Let me throw-in a different approach - if this is hot and dry climate, this space would be a very good application for evaporative cooling and you have removed 90% of air-conditioning - you don't even need to down-size since your energy (water) consumption is in direct relation with outdoor wet-bulb.

There is a huge opportunity for energy savings - you could look at possibly achieving LEED Platinum for such an application.
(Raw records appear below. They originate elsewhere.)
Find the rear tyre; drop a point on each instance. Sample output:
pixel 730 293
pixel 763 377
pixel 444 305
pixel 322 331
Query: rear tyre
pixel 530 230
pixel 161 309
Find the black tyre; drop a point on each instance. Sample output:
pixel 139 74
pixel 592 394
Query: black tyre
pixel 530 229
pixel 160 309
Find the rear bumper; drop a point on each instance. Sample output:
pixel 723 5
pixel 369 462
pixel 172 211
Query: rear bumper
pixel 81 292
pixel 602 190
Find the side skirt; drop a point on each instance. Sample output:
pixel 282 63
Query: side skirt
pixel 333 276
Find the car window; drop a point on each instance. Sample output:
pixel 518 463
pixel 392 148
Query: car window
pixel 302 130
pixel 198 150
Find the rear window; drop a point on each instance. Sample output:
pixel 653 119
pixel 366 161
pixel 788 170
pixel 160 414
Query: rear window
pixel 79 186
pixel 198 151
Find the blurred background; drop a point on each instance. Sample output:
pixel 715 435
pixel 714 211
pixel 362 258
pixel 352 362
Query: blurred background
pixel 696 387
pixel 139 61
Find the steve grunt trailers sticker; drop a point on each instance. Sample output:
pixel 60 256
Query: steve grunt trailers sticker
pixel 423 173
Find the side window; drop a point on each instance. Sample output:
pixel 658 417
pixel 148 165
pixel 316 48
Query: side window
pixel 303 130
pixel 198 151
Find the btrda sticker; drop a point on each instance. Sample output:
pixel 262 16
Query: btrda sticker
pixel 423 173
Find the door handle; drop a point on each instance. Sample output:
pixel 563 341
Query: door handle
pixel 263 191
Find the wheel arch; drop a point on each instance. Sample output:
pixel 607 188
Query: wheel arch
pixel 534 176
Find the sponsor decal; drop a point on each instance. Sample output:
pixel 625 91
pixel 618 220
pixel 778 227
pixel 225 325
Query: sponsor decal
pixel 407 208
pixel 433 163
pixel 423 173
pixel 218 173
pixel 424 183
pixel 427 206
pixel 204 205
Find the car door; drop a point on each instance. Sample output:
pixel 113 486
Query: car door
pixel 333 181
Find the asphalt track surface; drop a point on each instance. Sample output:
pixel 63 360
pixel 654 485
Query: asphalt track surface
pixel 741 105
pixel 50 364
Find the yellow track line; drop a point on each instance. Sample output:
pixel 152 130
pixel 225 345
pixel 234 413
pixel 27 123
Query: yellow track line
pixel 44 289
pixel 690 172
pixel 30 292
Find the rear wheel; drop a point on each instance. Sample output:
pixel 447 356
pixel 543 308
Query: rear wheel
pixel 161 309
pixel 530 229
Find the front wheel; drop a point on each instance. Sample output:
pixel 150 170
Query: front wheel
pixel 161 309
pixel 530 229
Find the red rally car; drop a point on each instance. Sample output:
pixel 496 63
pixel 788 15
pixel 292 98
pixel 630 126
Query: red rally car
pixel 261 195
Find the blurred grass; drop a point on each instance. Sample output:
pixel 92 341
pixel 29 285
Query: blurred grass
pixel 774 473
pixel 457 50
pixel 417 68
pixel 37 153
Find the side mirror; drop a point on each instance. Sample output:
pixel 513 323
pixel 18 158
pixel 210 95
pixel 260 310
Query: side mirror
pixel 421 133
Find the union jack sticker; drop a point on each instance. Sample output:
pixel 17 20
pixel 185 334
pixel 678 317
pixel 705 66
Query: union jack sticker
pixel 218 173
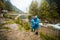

FEAR is what makes people do stupid things, such as over-sizing in high occupancy spaces. Fear that it may not work, what if we have record days, I don't want to get sued, etc.. One could get numbers on paper and a common sens presentation to owner and have him sign-off and be ready to add equipment IF it does not work. Have easy solutions to remove the fear as indicated above. Any owner would jump at a solution reducing his first cost, operating costs and improve air quality and comfort.
 
A+ for you Cry22, I used the same thermodynamic principle,Adiabatic Saturator,some places calls it "Air washer", for a covered tennis court I designed in a tropical country.Yes the country is humid but the players are sweating like nobody's business so its not an issue. Thats the best approach, now if you want lower than the wet bulb temp., then add a little PACU or whtever,just be creative.Engineers make things Possible.
Hope that helps, did this so many years ago.